Where Are Pixels? – A Deep Learning Perspective

Matumio · on June 19, 2021

On a similar note: "How do I draw a sharp, single-pixel-wide line?", from the Cairo FAQ: https://www.cairographics.org/FAQ/#sharp_lines

TL;DR: always think of the upper left pixel's position as (0.5, 0.5).

threatripper · on June 19, 2021

> TL;DR: always think of the upper left pixel's position as (0.5, 0.5).

The position of the center of the pixel. That pixel goes from (0,0) to (1,1) and therefore the center is (0.5,0.5).

The image area goes from the upper left corner of the upper left pixel to the lower right corner of the lower right pixel.

The centers are shifted by half of a pixel versus a grid starting at 0 and ending at N-1.
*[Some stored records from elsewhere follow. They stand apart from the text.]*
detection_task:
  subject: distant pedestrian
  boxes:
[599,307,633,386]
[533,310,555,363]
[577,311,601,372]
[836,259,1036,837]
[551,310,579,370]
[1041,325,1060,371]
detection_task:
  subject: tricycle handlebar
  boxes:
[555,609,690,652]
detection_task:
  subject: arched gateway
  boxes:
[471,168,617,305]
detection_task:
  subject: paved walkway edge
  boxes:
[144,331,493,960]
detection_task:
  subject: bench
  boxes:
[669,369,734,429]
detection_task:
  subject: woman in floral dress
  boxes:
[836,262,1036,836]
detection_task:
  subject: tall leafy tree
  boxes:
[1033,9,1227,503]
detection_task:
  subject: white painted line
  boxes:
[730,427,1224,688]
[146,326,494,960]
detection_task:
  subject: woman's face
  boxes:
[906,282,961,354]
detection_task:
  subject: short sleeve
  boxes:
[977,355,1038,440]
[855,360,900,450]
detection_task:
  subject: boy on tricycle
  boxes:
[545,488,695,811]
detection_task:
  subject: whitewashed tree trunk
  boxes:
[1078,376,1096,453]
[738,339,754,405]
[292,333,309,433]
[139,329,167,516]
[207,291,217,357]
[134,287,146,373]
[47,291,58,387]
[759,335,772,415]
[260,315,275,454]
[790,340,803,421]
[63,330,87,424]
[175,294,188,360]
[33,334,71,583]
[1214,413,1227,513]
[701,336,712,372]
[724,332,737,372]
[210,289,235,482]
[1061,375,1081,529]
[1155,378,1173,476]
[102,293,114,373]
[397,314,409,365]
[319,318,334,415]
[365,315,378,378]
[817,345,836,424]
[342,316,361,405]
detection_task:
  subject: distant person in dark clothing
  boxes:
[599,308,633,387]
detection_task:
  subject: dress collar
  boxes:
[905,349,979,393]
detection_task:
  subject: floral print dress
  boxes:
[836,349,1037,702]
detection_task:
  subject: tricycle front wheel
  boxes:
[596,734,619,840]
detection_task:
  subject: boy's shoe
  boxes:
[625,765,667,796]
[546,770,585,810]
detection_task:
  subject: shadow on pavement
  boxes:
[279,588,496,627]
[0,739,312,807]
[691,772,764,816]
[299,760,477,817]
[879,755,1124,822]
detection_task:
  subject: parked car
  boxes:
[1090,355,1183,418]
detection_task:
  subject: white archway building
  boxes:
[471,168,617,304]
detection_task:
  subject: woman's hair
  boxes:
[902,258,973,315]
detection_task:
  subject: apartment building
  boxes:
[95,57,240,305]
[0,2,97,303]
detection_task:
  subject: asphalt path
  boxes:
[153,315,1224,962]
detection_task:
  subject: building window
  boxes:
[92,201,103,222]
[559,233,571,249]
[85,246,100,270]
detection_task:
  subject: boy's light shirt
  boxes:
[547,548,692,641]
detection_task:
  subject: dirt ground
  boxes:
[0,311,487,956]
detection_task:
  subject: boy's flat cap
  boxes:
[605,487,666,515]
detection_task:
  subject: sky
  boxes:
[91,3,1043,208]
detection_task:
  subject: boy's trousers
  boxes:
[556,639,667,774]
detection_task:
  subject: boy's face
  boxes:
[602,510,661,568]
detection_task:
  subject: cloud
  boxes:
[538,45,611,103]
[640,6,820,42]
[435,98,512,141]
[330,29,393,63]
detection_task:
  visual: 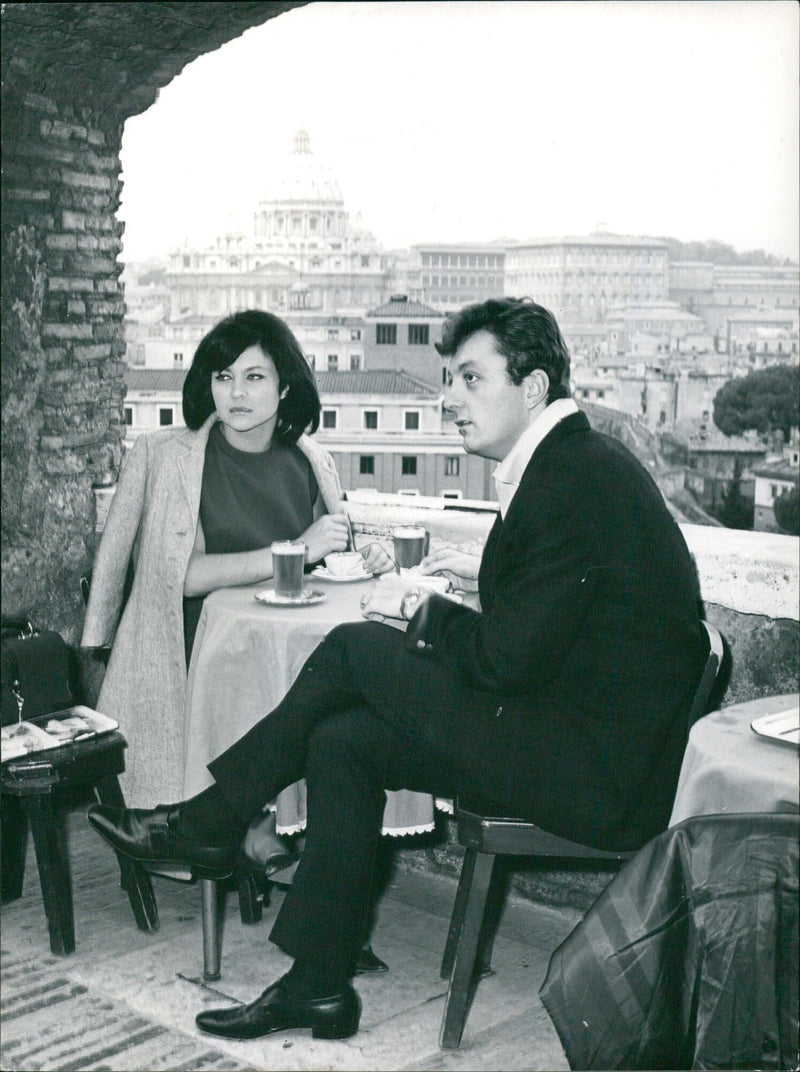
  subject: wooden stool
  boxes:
[1,730,159,954]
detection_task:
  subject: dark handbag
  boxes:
[0,618,77,727]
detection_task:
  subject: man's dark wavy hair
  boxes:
[436,297,571,404]
[182,310,320,443]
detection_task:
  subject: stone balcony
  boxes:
[347,498,799,909]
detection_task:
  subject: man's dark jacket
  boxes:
[407,410,706,850]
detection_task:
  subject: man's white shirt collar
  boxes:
[493,399,579,518]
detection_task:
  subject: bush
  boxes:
[713,365,799,441]
[774,487,800,535]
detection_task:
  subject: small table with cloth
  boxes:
[183,576,441,835]
[541,695,800,1070]
[669,692,799,825]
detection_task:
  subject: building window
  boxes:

When drawing a line you need to hit the center of the pixel you want to fill.

alok-g · on June 20, 2021

Good article.

I have spotted similar bugs too which become evident very quickly when working with smaller resolutions and likewise with a smaller number of grayscales.

> We choose a H×W rectangular grid of points, from which we will draw samples.

An additional thing to keep in mind is how a camera capturing the image would be operating. It's not sampling in the true theoretical sense of picking points from a continuous signal. The pixels are of finite size, which makes the grid (2) as closer to the reality. There are additional complications for color images where the red, green and blue channels are integrating over different regions within the pixel area (see [A] for example). This makes the real grid as different from even (2) for different color channels. However, the math suggested by the author should not change still.

> It seems the mess is unique in the deep learning world.

The title, "Where Are Pixels? -- a Deep Learning Perspective", looks unjustified. What's presented is not a deep learning perspective. It applies generically.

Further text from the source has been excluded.